Today’s economic calendar contains some interesting data, including consumer confidence from August in the US and Germany’s Ifo indicator. Both are expected to print marginally higher compared to the measurements in July, but we see risks tipping downwards, especially for the latter after the poor PMI reading last week. However, we do not expect them to have a greater market impact. Stock markets are likely to continue to reach the sky. The current circumstances in theory damage core bonds. US10y interest rates are set to trade in the upper half of the sideways 0.56% / 0.74% trading range. The real dividend over 10 years stabilizes close to -1%. However, the forthcoming (dovish?) Speech by Fed Chairman Powell helps protect the core gangs’ disadvantages. We remain cautious about the dollar for the same reason. EUR / USD may be trending higher within the established trading 1.17 / 1.19 series, but we do not expect technically significant moves to happen soon. The British pound could benefit from the ongoing strong risk mood, but the big jump higher is probably not due until there are signs of a breakthrough in the Brexit negotiations.

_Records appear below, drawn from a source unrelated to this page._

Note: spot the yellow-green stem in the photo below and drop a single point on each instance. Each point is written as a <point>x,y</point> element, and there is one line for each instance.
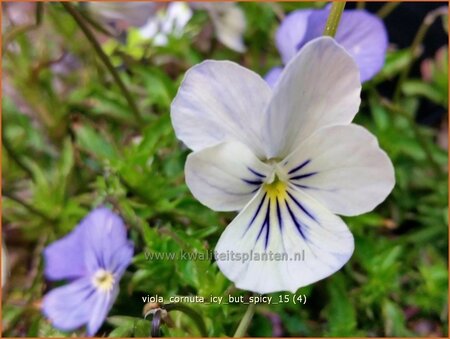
<point>333,18</point>
<point>245,321</point>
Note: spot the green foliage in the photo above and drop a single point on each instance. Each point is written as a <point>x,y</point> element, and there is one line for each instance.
<point>70,143</point>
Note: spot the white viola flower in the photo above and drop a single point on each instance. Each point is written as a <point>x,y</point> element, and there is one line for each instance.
<point>288,159</point>
<point>167,21</point>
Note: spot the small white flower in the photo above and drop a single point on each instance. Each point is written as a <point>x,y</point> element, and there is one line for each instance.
<point>167,21</point>
<point>288,159</point>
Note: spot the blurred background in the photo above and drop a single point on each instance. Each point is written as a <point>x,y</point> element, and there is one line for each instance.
<point>72,139</point>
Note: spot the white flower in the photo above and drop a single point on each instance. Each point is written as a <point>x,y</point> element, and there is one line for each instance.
<point>288,159</point>
<point>167,21</point>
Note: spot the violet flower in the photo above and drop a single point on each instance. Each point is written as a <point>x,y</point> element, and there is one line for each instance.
<point>361,33</point>
<point>93,257</point>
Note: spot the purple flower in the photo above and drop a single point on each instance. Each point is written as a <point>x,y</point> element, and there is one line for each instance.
<point>362,34</point>
<point>93,257</point>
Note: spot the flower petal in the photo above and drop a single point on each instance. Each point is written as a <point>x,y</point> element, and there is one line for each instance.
<point>288,241</point>
<point>273,75</point>
<point>361,33</point>
<point>291,32</point>
<point>68,249</point>
<point>344,168</point>
<point>70,306</point>
<point>226,176</point>
<point>318,88</point>
<point>100,310</point>
<point>220,101</point>
<point>105,235</point>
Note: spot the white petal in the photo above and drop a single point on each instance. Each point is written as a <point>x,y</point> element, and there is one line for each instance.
<point>220,101</point>
<point>304,240</point>
<point>344,168</point>
<point>226,176</point>
<point>319,87</point>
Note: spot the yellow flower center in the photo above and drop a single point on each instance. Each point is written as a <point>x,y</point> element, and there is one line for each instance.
<point>276,189</point>
<point>103,280</point>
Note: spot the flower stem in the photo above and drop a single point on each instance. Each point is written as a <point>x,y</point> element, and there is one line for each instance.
<point>194,315</point>
<point>245,322</point>
<point>333,18</point>
<point>71,9</point>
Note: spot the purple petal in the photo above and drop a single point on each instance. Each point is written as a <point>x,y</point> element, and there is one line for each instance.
<point>64,258</point>
<point>121,259</point>
<point>105,234</point>
<point>272,76</point>
<point>362,34</point>
<point>100,310</point>
<point>70,306</point>
<point>291,32</point>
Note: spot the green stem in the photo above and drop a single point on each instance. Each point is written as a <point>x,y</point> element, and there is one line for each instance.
<point>420,35</point>
<point>387,9</point>
<point>71,9</point>
<point>245,321</point>
<point>14,156</point>
<point>360,5</point>
<point>333,18</point>
<point>195,316</point>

U.S. Trade Representative Lighthizer and Treasury Secretary Mnuchin held a scheduled call with Chinese VP Liu He. Both parties see progress in the first stage of trade and are committed to taking the necessary steps to ensure the success of the agreement. In their call, it addressed the steps taken by China, including significant increases in US product purchases as well as future actions needed to implement the agreement. The major U.S. stock indexes yesterday added 0.6% to 1.35% with futures pointing to further gains.

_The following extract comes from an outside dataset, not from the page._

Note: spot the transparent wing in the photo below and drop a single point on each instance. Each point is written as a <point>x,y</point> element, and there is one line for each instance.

The Australian Bureau of Statistics issued a new publication, weekly wage jobs and wage data (week ending August 8). Nationally, wage jobs were around 4.9% in mid-March, with total wages falling by 6.2% over the same period. The impact of the Victoria State shutdown began to show in data from the month running up to August 8, showing wages down 2.8% in the state. AUD / USD hovers in the high 0.7150 region.